Member of the New South Wales Legislative Assembly for Leppington
- Incumbent
- Assumed office 25 March 2023
- Preceded by: electorate established

Councillor of the City of Liverpool for North Ward
- In office 2016 – 15 December 2023

Personal details
- Party: Labor Party
- Alma mater: Western Sydney University

= Nathan Hagarty =

Australian politician

Nathan Matthew Hagarty is an Australian politician who has served as Government Whip in the New South Wales Legislative Assembly since 2023. He was elected a member of the Legislative Assembly representing Leppington for the Labor Party in 2023.

==Career==
Hagarty has a Bachelor of International Studies from Western Sydney University and holds numerous accreditations in project management and information and communications technology. He has worked across the financial services, education and public sectors in operations, product management and information technology roles. Hagarty was formerly the Treasurer of Local Government NSW, chair at Western Sydney Migrant Resource Centre, and a Director at Settlement Services International. He is served as a Director of Active Super from 2021 until 2024.

===Politics===
Hagarty was elected to Liverpool City Council for the North Ward in 2016. He was named as Labor's mayoral candidate for Liverpool at the 2021 local election.

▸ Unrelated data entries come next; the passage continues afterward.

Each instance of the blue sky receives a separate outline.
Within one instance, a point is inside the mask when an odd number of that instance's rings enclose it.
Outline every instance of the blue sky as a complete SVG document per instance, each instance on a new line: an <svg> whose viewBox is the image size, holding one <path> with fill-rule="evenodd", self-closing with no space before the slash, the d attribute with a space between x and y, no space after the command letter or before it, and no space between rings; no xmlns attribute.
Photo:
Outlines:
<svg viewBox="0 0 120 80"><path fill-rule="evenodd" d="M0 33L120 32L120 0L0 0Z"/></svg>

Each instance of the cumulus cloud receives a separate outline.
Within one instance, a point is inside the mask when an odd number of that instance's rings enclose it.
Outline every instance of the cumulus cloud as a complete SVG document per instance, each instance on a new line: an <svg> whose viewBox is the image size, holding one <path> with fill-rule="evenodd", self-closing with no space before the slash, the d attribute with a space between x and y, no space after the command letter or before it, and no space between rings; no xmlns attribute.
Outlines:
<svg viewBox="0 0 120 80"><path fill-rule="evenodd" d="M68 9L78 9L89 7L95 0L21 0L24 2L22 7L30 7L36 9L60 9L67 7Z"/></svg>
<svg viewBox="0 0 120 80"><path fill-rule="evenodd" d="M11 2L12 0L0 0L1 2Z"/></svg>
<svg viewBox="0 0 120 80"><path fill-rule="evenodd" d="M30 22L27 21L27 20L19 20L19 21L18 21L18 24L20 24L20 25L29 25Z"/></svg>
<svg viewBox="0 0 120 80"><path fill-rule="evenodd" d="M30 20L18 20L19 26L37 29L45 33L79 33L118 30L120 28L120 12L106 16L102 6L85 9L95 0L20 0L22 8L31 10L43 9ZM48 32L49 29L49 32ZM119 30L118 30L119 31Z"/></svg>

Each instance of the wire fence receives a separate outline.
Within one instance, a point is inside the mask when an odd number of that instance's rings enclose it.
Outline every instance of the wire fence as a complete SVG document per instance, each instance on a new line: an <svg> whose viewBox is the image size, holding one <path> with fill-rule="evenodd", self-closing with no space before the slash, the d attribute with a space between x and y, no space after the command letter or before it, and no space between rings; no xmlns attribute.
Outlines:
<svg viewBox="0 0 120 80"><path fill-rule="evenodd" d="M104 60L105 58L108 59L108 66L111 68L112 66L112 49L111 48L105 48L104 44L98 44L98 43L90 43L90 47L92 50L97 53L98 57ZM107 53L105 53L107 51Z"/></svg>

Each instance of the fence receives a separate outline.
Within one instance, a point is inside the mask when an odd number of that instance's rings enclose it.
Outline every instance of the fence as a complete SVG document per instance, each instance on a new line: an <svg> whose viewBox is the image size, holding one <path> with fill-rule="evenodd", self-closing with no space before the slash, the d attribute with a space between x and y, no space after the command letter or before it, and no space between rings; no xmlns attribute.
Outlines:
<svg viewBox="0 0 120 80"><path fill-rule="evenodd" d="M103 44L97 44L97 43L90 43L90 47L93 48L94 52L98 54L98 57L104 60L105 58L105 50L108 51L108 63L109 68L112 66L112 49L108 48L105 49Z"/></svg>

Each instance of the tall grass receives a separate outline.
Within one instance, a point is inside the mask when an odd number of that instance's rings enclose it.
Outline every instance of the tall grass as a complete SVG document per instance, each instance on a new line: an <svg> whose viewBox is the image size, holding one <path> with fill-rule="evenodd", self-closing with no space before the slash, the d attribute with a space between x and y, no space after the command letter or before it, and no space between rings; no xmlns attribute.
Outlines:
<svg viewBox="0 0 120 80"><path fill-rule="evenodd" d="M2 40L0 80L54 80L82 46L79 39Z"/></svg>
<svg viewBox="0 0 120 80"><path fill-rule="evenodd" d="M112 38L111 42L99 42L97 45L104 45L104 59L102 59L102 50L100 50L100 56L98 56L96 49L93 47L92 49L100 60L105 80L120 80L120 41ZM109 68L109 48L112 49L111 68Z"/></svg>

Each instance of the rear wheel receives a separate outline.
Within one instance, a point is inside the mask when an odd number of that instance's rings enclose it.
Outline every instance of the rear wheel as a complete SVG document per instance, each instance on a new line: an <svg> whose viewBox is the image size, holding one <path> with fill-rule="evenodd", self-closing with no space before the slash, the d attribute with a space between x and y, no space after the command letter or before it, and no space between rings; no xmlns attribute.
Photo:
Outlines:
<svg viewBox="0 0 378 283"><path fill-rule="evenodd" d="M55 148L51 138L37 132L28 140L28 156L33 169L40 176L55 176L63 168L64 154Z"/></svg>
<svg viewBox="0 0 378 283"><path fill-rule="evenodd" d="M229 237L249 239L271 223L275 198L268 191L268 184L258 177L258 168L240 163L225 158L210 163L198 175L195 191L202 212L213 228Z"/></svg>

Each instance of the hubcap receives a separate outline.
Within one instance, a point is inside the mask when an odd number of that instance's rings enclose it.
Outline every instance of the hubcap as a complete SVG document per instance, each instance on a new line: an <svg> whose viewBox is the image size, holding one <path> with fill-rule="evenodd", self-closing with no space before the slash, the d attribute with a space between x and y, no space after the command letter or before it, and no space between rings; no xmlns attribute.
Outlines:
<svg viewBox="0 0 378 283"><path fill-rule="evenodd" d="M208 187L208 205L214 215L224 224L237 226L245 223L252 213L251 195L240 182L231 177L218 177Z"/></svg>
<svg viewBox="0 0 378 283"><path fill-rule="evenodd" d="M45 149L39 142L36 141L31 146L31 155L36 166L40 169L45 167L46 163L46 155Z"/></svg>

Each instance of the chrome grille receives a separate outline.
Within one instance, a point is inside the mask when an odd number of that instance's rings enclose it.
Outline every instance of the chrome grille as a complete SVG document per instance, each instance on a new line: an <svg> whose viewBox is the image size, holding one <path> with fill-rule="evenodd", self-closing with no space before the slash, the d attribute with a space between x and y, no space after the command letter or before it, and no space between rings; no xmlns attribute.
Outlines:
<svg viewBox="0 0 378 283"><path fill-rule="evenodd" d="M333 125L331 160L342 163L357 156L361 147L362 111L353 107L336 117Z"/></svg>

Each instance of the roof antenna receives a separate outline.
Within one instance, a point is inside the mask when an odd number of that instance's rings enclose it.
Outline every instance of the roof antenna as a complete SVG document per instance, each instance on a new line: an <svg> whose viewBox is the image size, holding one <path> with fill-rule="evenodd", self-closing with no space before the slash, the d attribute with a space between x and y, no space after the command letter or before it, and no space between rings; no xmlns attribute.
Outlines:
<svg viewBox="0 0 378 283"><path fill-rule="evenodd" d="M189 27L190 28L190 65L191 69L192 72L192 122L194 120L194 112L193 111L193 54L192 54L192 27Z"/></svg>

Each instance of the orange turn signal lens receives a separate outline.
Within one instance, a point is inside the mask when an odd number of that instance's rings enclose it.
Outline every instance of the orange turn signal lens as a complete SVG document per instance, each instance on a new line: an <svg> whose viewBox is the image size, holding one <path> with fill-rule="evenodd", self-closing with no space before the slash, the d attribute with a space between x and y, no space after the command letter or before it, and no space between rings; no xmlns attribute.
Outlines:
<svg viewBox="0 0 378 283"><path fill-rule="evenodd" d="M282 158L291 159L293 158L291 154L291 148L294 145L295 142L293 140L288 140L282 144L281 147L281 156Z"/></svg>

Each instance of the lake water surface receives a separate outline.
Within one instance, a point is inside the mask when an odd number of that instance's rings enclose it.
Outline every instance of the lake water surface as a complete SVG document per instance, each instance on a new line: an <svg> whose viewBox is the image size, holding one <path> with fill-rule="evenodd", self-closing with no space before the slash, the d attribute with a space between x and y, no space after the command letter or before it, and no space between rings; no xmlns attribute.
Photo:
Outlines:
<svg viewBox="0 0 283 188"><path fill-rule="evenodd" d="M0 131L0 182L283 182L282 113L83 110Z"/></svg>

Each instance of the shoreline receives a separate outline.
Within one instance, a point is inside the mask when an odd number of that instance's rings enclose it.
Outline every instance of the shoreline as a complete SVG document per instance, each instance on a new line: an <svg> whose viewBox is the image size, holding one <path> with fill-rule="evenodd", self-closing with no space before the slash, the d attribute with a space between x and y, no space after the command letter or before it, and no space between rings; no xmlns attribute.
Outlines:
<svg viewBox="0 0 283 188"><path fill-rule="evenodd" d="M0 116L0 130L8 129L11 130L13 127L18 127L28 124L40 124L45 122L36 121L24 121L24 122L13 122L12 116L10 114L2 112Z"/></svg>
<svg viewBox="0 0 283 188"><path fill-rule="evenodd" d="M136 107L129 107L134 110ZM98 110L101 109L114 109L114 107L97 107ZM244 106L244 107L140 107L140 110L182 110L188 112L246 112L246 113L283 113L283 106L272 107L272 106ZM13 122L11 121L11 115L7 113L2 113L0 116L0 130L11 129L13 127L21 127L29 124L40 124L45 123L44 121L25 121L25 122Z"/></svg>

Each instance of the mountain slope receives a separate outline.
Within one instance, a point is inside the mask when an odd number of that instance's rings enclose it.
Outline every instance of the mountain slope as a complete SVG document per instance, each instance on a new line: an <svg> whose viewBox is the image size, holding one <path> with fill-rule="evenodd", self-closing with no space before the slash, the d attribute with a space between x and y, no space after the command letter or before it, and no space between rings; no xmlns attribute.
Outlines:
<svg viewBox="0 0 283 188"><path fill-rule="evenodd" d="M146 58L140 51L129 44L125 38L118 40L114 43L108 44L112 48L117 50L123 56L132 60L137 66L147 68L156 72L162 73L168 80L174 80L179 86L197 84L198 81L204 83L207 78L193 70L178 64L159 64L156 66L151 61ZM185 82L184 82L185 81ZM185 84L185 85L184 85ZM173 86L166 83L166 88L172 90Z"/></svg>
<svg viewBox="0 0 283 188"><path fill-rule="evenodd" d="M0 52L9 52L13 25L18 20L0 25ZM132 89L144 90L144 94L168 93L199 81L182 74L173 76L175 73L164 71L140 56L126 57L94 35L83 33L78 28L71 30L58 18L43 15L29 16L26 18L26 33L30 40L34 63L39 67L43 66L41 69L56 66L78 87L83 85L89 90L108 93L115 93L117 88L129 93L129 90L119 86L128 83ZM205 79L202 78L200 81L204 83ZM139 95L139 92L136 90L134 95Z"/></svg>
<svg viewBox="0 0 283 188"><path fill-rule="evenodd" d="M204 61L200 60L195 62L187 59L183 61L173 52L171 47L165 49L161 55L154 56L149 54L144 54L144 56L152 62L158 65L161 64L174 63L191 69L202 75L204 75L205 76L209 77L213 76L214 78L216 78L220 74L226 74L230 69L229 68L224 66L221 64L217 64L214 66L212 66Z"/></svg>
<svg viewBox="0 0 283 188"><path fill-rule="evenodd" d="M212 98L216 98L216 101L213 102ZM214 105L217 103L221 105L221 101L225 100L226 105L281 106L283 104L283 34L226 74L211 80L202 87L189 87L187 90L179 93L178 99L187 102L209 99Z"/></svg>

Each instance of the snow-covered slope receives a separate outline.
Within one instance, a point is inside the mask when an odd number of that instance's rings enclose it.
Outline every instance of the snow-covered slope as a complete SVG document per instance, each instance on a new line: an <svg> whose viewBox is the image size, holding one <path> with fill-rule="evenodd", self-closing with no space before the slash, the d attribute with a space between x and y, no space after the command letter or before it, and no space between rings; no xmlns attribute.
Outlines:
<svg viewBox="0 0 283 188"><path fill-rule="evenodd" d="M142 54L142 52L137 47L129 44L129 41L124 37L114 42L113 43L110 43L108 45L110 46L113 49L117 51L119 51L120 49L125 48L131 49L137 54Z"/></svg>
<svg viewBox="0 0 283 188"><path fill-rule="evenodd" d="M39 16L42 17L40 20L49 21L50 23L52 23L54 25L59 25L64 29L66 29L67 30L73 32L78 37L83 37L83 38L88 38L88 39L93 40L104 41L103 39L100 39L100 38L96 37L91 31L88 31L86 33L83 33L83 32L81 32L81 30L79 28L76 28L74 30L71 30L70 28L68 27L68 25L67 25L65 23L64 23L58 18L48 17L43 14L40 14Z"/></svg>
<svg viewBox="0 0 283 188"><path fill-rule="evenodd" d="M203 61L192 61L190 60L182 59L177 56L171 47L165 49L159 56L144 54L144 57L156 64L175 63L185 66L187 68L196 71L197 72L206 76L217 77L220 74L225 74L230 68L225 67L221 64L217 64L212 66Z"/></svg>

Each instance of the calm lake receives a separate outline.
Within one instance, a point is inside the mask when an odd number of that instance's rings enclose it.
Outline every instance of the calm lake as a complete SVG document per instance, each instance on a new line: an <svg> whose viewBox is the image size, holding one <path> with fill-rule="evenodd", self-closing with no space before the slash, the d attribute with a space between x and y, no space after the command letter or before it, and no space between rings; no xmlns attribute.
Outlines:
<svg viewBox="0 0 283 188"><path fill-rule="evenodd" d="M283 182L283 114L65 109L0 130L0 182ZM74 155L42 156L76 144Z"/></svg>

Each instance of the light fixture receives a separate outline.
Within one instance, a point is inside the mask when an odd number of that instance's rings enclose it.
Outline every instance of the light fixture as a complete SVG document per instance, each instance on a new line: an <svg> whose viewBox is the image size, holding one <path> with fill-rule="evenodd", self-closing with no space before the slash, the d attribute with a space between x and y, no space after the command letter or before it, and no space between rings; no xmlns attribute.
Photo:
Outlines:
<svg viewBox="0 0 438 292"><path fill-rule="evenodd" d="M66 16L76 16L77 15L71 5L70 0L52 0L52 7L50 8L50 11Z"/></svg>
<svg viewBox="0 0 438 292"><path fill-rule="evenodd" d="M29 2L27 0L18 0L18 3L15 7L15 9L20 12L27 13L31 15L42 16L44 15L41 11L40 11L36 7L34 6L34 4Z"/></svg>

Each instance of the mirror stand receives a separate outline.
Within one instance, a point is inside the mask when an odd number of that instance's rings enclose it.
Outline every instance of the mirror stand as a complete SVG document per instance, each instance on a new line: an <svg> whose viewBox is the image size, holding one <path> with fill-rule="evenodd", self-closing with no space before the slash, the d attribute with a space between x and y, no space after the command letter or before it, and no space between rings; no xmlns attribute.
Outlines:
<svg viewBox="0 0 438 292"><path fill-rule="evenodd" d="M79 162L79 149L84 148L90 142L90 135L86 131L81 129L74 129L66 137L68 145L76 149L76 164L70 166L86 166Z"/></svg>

He was unsuccessful but maintained his seat on Council. In 2021, he served as Chief of Staff for Member for Werriwa, Anne Stanley.

Hagarty was endorsed as the Labor candidate for the new seat of Leppington at the 2023 New South Wales state election and was elected to represent the seat.

In October 2023, Hagarty signed an open letter which condemned attacks against Israeli and Palestinian civilians during the Gaza war.